Back in London and with only a few weeks to go until the operation I was feeling incredibly drained both physically and emotionally. I felt weaker and weaker and I was permanently operating at fifty percent.
I quite literally needed a shoulder to lean on and very often a simple hug.
It was a strange period where it felt like I was surrounded by ghosts – everyone was just a blank screen to me. It was clear that people were putting on a front with me and were hiding how they truly felt about everything that was happening. They were not allowing their real thoughts, fears and anxieties to come to the surface for me to see. I could only presume they thought they had to put on a brave face; keeping up the appearance of being strong in order to be there for me. However, nothing could have been further from the truth of what I actually needed and put even more of a barrier between us.
I couldn’t get anything out of anyone which made me feel more alone. I felt as though I wasn’t talking to a person; I was talking to a screen, a shell of someone I once knew – like they were ghosts.
I kept thinking that I wished they would just scream if they needed to. Punch, cry, yell, say, do whatever they wanted. I needed feelings and emotions. I wanted them to tell me how they felt not present this false shadow. I wanted them to show me they were human, show me who they were so we could do this together by helping each other. I wanted them to be honest and break down if they needed to. I could handle that; I could handle them being real.
I concluded I would have to work this one out on my own.
There was only so much advice anyone could have given me. It was having the choice of operations that made it so hard.
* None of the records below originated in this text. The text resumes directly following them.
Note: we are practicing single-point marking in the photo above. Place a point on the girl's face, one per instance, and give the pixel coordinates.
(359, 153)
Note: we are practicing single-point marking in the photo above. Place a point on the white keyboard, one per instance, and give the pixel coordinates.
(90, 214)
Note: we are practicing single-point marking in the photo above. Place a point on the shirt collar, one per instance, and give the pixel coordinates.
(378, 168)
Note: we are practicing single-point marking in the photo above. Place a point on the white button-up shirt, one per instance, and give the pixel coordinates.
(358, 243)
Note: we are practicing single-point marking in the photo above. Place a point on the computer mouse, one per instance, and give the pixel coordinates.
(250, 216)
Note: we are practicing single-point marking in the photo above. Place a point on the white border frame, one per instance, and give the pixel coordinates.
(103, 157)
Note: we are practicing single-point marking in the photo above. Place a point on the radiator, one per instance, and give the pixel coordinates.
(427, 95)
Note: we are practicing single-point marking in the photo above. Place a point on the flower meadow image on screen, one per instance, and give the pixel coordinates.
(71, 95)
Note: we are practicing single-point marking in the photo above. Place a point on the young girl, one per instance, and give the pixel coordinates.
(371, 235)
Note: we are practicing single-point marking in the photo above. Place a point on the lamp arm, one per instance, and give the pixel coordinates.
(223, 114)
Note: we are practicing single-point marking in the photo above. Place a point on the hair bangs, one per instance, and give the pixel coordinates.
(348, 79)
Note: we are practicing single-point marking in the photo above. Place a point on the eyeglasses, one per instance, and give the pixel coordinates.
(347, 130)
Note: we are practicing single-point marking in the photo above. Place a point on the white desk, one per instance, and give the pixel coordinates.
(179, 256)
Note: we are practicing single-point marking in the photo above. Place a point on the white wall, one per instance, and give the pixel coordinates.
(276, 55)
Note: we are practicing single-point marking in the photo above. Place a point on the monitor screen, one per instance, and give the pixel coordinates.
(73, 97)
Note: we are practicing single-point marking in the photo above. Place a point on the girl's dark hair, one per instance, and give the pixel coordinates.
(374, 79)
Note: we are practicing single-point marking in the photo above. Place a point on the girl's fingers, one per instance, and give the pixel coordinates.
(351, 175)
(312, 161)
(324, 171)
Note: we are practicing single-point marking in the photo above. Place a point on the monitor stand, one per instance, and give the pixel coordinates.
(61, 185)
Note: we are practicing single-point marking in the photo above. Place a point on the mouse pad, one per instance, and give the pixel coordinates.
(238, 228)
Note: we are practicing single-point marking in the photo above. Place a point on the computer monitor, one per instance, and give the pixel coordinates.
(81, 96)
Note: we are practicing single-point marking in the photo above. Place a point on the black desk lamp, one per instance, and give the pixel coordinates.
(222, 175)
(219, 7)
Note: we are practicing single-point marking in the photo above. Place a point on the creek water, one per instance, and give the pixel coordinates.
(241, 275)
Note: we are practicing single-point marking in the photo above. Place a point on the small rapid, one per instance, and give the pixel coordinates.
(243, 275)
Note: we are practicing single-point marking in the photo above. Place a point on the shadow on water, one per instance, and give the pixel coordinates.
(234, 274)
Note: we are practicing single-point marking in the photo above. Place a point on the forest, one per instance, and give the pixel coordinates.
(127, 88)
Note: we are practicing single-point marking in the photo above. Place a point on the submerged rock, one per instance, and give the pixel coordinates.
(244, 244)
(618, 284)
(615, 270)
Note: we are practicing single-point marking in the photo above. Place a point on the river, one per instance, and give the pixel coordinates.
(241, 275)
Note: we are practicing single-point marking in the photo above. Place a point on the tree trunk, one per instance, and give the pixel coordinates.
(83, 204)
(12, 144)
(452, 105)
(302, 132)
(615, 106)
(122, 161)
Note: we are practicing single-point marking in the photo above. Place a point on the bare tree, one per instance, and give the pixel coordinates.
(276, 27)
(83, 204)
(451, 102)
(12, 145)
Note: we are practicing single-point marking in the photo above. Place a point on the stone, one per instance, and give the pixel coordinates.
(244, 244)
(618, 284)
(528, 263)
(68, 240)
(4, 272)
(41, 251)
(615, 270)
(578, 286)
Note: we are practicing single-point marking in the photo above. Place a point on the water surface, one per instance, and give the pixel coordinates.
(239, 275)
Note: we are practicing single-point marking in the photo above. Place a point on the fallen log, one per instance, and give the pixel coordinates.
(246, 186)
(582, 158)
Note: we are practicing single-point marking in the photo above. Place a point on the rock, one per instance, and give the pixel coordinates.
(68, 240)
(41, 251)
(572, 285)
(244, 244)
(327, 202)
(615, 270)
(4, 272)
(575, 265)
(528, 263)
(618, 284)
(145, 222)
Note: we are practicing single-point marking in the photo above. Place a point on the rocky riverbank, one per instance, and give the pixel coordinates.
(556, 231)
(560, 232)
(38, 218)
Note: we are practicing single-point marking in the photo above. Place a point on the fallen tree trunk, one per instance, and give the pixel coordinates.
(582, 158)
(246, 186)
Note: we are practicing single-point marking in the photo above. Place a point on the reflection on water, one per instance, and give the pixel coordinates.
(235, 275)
A friend of mine commented: “you wouldn’t wish that choice on your worst enemy; it’s such a decision I can’t even begin to imagine.”
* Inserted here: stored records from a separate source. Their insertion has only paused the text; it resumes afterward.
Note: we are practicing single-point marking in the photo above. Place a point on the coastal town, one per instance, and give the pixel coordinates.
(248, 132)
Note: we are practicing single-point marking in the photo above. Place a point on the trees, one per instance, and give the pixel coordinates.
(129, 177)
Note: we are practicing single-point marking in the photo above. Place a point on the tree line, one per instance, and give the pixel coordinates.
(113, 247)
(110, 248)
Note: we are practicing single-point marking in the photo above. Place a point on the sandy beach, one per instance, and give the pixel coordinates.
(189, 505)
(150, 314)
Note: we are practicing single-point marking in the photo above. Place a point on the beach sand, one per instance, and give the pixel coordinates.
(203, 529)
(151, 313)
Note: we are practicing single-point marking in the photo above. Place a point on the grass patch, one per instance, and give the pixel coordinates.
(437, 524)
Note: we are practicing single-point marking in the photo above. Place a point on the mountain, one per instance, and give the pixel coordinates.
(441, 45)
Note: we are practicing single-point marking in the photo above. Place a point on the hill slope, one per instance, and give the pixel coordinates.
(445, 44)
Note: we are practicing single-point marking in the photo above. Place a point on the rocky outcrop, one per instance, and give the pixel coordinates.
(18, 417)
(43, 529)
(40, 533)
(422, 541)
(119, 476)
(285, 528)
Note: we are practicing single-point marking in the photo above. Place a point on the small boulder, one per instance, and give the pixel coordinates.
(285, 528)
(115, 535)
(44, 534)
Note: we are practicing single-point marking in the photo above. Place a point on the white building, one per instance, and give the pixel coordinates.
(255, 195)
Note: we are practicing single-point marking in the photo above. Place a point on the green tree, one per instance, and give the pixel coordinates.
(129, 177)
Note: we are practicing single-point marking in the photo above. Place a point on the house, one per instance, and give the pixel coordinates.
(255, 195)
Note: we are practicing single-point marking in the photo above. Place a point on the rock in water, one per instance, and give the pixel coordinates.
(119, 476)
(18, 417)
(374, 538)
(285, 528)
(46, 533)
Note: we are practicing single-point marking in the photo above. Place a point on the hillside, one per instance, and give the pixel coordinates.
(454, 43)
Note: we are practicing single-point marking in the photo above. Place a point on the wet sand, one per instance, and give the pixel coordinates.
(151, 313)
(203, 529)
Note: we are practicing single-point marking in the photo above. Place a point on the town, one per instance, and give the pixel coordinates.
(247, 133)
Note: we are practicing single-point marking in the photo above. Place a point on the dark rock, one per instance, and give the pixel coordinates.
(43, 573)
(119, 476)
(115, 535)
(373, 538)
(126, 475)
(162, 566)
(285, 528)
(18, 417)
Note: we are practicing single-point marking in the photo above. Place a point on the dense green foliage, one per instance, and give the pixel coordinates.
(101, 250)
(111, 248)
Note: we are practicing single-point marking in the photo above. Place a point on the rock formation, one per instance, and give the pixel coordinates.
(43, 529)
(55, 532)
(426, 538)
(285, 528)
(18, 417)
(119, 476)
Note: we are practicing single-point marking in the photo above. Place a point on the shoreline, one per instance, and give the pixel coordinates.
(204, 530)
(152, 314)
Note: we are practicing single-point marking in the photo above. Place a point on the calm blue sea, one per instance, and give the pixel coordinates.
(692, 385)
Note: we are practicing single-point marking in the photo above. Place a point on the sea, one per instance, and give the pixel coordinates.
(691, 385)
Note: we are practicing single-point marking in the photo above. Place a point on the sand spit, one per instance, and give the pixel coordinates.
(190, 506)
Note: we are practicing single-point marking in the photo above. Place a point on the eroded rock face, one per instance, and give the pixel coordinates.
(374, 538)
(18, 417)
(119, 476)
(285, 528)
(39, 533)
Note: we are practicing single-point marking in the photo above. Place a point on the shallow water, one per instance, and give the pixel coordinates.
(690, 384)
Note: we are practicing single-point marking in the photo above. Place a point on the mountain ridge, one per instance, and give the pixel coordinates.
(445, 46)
I wasn’t in a situation where they could say ‘this is the case and this is what we’re going to do about it and you’ll get better’. I was given a choice and I had to work out what was going to be right for me.
It’s an almost unfathomable decision until you are given it; it meant deciding what sort of life I may have after the operation, depending of course on how the operation went. I had to base my answer on unknown factors. What was life going to be like and what life did I want?
I arranged to see people as and when I could, generally during the day as I was too wiped out in the afternoon and evening. I was and still am grateful for the loving friends I had around me who would come to see me. It became quite strange when we were saying goodbye as it could potentially have been for the last time and I had this feeling that I was preparing them for what was coming.